Data Quality and Electronic Data Interchange
Electronic Data Interchange ( EDI ) is the term used for standardised format which represent concern information for electronic communicating. EDI is implemented through a procedure of concerted informations standardisation within a peculiar environment. EDI enables straight-through processing ( STP ) , which is the ability to automatize concern operation. Any STP and EDI are largely based on informations quality.
Data Quality and World Wide Web
Internet can be considered as the largest database in the universe. The World Wide Web plays function as the information depository. Web sites can be categorized into some sort of information services, including informations presentation system, informations aggregation system, and besides database question system. Therefore, guaranting informations quality at the satisfactory degree is critical as the Internet is kept on turning twenty-four hours by twenty-four hours.
8.0 Data Quality, Data Governance and Data Integration Trend
8.1 Datas Administration
I ) ISO 8000
Harmonizing to Wikipedia.com, it is a criterion for informations quality, which is an ISO criterion under development. ISO 8000 is similar to other ISO and IEC criterions, which is copyrighted and is non freely available. The parts that has been published:
Part 100: ( ISO/TS 8000-100:2009 ) – overview.
Part 102: ( ISO 8000-102:2009 ) – vocabulary.
Part 110: ( ISO 8000-110:2009 ) – semantic encryption, sentence structure and informations specification conformity.
Part 120: ( ISO/TS 8000-120:2009 ) – birthplace.
Part 130: ( ISO/TS 8000-130:2009 ) – truth.
Part 140: ( ISO/TS 8000-140:2009 ) – completeness.

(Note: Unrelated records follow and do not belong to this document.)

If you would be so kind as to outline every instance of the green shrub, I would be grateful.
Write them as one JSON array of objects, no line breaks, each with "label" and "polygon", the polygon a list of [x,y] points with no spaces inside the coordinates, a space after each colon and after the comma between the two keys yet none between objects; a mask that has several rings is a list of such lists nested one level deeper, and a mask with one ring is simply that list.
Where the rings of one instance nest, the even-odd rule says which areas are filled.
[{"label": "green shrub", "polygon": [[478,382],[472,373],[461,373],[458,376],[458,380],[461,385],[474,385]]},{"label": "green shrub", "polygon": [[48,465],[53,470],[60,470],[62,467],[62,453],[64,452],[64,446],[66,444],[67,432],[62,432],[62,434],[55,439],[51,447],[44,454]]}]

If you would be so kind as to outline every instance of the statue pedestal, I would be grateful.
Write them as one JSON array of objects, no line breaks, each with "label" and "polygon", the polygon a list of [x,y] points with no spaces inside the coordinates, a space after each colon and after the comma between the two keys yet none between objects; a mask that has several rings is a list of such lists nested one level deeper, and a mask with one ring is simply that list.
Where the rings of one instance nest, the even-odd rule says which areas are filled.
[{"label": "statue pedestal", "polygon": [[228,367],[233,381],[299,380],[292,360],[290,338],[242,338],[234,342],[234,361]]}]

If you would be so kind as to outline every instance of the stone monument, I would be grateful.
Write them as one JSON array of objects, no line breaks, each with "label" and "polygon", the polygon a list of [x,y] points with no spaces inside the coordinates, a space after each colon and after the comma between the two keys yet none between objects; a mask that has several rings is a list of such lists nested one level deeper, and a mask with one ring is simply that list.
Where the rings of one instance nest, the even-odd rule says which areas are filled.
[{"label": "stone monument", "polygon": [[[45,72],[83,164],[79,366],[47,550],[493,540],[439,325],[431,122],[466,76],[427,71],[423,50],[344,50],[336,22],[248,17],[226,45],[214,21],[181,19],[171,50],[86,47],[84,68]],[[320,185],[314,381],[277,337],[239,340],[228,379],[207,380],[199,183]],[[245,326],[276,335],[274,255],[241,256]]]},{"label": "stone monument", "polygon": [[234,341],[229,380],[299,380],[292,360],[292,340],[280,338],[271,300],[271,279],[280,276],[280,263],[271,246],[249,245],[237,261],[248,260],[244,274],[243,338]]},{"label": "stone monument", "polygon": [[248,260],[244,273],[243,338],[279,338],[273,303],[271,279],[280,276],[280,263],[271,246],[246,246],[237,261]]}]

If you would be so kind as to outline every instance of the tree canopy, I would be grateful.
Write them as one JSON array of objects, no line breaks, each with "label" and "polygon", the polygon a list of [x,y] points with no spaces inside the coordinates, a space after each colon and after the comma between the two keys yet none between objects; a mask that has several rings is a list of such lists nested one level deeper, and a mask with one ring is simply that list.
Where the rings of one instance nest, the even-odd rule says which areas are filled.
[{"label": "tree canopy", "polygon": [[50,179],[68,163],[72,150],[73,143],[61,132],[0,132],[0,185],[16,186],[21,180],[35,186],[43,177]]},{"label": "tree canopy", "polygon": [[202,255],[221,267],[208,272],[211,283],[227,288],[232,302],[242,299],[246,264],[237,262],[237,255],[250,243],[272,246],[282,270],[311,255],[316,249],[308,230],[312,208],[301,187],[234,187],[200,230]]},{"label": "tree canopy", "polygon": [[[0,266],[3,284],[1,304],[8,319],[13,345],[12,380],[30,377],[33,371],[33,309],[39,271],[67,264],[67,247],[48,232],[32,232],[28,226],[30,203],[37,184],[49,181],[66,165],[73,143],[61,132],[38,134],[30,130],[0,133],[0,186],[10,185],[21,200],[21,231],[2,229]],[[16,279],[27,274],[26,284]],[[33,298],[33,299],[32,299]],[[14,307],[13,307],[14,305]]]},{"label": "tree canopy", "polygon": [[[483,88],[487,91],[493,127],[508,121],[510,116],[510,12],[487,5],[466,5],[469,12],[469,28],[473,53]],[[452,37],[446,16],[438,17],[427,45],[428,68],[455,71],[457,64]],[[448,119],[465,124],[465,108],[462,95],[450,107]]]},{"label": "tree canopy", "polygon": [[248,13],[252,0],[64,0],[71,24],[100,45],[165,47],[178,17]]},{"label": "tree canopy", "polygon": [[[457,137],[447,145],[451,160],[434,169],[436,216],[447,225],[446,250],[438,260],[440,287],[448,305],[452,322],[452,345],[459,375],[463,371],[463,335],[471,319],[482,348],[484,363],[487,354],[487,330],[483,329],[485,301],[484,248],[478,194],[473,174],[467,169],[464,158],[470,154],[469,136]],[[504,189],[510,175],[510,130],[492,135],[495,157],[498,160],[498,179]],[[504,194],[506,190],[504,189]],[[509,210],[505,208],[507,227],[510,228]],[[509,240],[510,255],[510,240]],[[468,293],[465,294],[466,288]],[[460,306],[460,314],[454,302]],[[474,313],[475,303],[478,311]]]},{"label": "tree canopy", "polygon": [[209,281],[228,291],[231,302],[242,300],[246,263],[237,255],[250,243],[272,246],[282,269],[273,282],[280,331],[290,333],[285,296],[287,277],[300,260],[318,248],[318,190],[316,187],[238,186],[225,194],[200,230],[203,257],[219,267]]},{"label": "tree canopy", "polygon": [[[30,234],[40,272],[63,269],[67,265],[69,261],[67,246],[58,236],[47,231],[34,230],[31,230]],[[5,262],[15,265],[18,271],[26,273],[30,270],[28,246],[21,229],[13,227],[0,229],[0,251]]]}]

There are parts which are undergoing on development of ISO TC 184/SC 4:
Part 1: ( ISO/TS 8000-1 ) – Overview, demands and rules.
Part 2: ( ISO/TS 8000-2 ) – Vocabulary.
Part 150: ( ISO/TS 8000-150 ) – model for quality direction.
8.2 Data Quality and Integration Forecast
Kelly ( 2010 ) , a intelligence editor of SearchDataManagement.com had written an article about experts doing a anticipation on tendencies of informations quality and informations integrating for the twelvemonth 2010. The experts are Aaron Zornes, San Francisco main research officer, and Rob Karel, the chief analyst at Cambridge. Rob Karel had provided a list of anticipations for informations integrating and informations quality as below ;
Data administration engineering supports and patterns will take the informations quality treatment.
Real-time informations quality services will derive power.
Data integrating and information quality will maintain on researching the inundation of information.
Enterprise integrating schemes will unite the competences of application integrating and information integrating into a shared service organisation.
Aaron Zornes, on the other manus provide a set of anticipation as below ;
In 2010, most organisations will emphasis on informations administration range as they focus on merchandise, client, or seller administration.
In 2011, most of systems planimeters and system advisers will concentrate on bring forthing informations administration models.
In 2012, merely 25 % organisations will actively include procedures and competences of informations quality in their informations integrating undertaking.
In 2012, organisations that could non implement informations direction and integrating to their bing informations warehouse will non able to prolong their operational analysis.
By the terminal of 2012, the separate markets for tools of informations integrating and information quality will unify into one.
Most of organisations presents are concentrating on undertaking possible users or clients. Unfortunately, they do non cognizant and giving deficiency attendings towards the importance in quality and integrating of informations. Poor data quality will take to inefficient of concern processing and operation. Therefore, organisation should implement or pattern informations quality methodological analysiss in order to assist their organisation to win in concern operation.